Look out Hadoop, there is a new/old kid in town who promises to handle the big data problem better than you can. HPCC (High Performance Computing Cluster) Systems from LexisNexis has been evolving and growing for over 10 years in the pressure cooker environment of LexisNexis. Handling terabytes and petabytes of data, HPCC has been honed to handle the biggest data needs. Now the engine that runs one of the biggest data jobs in the world is being open sourced by LexisNexis and made available to everyone. I had a chance to sit down today with Armando Escalante, Senior Vice President and Chief Technology Officer, LexisNexis Risk Solutions to discuss this further.
Living and working in Boca Raton, Florida, it is not often that I get to meet with the subjects of my articles in person, unless I am at a tech conference. But lo and behold, NexisLexis has a major data center and office right here in Boca and Armando is based here. So I got the full tour and actually met several key members of the HPCC team. Besides Armando, I met with David Bayliss, Chief Data Scientist and "father" of ECL (Enterprise Control Language) which he co-developed with Gavin Halliday and which HPCC runs on. I also met Stu Ort, Director Software Engineering, David Hof, Director of Business Development and Kristina Grammatico, Director of Public Relations.
I had a full tour of the LexisNexis data center here where HPCC has been handling the demanding big data needs of the company for years. So after all these years of using HPCC for their own supercomputer data handling needs, why has LexisNexis decided to release their engine? Simple, they realize what many in the open source community already knew. By opening up the code, the continued development and evolution of HPCC will be accelerated.

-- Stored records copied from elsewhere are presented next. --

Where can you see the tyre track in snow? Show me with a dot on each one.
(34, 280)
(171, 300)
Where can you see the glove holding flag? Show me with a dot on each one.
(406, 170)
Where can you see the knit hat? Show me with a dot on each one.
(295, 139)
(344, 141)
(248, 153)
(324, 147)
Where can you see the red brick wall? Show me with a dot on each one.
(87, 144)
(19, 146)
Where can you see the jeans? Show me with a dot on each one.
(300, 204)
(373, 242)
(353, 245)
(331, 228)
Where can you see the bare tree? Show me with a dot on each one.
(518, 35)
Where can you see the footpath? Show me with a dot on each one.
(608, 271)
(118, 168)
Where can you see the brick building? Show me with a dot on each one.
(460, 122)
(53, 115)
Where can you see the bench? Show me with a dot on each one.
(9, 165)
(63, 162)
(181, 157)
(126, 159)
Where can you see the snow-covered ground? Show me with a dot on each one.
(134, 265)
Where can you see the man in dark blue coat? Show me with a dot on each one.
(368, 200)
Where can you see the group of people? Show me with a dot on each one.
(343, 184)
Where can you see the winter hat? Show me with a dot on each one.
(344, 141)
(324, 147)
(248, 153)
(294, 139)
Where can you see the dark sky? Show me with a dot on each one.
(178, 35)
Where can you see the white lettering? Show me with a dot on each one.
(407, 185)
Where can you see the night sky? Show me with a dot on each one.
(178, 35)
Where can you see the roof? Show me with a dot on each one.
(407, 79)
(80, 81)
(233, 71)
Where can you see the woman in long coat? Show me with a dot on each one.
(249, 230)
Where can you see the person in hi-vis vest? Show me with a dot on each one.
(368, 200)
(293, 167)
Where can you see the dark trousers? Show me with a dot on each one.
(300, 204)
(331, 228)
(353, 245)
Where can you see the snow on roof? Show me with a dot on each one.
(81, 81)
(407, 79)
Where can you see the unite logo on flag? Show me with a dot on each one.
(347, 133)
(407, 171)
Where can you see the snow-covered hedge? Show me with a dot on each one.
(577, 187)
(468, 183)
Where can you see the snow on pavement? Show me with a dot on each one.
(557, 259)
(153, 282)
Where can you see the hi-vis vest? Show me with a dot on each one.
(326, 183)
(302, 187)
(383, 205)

Armando and his team have watched for the past 3 or 4 years as Hadoop has continued to make progress. At first they didn’t think it would amount to much. But with the support of the community, Hadoop has made tremendous progress. It is not nearly as mature as HPCC yet according to Escalante, but David Bayliss and Stu Ort saw that if LexisNexis didn’t do something in a few years it could surpass HPCC. With all of the years of work and the millions of dollars in resources sunk into HPCC, Armando knew that he had to open HPCC up to compete and keep its edge. Plus Escalante says competition is the American way. With choice in the market between Hadoop and HPCC, each solution will have to evolve and grow to be successful. Armando welcomes the competition. He has been riding his horse for a long time and he knows he has a winner. So does the rest of the HPCC team.

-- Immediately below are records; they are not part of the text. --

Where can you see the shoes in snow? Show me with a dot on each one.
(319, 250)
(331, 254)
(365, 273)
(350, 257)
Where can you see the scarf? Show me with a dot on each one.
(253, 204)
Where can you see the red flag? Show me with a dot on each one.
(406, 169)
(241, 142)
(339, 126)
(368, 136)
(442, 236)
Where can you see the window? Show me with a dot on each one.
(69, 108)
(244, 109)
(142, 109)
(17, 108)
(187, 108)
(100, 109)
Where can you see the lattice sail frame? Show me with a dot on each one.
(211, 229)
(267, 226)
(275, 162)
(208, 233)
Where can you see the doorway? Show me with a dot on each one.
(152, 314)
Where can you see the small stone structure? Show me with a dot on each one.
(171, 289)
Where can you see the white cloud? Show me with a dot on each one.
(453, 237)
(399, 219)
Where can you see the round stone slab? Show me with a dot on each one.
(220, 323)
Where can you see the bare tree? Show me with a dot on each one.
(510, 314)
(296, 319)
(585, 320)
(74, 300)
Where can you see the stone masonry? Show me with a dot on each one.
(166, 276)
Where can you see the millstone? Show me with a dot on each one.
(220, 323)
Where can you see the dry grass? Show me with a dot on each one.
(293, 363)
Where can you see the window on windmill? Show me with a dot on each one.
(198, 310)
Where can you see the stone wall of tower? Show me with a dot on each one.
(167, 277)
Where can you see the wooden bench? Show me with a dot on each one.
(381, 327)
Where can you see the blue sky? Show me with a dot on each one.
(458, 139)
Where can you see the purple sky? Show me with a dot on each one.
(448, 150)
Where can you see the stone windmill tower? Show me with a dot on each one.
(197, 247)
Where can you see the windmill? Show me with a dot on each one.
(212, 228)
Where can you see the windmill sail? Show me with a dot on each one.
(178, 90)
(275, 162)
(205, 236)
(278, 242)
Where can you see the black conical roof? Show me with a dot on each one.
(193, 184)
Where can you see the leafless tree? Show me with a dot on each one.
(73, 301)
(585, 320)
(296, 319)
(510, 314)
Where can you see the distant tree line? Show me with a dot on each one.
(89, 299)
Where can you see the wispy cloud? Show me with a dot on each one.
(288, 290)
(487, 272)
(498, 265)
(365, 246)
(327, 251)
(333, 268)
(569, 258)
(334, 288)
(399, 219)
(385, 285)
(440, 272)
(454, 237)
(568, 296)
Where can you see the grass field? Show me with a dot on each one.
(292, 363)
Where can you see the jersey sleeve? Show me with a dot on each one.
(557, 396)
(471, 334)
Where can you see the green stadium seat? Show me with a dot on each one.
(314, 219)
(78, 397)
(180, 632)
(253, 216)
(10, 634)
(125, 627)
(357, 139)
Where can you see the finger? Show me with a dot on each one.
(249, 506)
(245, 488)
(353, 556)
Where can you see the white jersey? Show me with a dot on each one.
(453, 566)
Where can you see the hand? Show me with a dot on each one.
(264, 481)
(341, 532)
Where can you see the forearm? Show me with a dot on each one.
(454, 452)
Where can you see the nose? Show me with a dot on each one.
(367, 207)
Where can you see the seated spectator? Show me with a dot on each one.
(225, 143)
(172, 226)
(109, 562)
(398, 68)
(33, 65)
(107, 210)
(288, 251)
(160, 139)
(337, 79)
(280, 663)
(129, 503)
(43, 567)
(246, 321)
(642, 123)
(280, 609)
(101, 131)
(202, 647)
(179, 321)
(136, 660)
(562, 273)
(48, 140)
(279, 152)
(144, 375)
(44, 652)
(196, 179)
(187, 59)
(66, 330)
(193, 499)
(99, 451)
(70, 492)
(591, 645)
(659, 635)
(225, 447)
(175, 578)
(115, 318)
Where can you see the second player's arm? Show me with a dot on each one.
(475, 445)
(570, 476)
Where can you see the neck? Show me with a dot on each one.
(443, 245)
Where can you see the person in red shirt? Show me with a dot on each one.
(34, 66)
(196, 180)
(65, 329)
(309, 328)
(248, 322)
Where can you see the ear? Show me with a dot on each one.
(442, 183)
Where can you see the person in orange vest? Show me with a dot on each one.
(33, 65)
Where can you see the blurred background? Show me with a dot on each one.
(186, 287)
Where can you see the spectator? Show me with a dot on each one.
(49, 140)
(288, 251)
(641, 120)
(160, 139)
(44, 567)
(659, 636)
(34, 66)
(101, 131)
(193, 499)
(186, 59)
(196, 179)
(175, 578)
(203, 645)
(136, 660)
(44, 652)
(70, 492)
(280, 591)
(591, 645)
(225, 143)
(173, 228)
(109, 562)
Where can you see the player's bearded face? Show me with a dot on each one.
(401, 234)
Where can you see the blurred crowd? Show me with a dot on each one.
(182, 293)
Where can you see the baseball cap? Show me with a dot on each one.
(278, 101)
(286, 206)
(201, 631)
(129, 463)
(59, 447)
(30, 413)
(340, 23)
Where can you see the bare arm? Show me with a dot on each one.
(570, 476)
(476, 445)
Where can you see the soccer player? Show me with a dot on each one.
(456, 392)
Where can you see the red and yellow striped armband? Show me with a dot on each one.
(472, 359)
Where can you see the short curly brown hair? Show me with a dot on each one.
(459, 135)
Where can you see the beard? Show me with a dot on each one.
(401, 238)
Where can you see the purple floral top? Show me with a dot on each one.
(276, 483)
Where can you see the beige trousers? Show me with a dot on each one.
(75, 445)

This is not some new venture funded start up. LexisNexis is a major company with some of the biggest data needs in the world. The team has developed and continued to refine HPCC to exceed those demands. They are confident it already does and will handle the biggest data jobs. HPPC is actually made of several components that the team had developed over the years. The two main parts are Thor and Roxie. Thor is the engine and is the direct Hadoop equivalent. Roxie delivers the data. The entire project runs the ECL language. There are various other modules that Ort and Richard Chapman have developed as well. Overall HPCC is a rich environment that is battle tested. There is much more to the technology which you can read at the web site. For instance there is a Roxie ECO IDE graphical user interface. For a good comparison of HPCC to Hadoop you can click here. There are Roxie Pipes which will let inter-cloud communication work.
You can tell HPCC has been put through its paces. As Armando told me, “we may be new to the open source software world, but we are not new to big data”. HPCC is responsible for 90% of the multi-billions of dollars in revenue that LexisNexis generates.
While offering the open sourced community version of the product, HPCC Systems also offers a commercially licensed version that includes services, support, hosting options and other modules not available in the free version. The company thinks that HPCC will in and of itself become a major product with both private and public sector customers.
It already handles a half a trillion records every 8 hours or so. With that kind of documented performance who is going to argue? So now the gauntlet is thrown down, may the best big data solution win.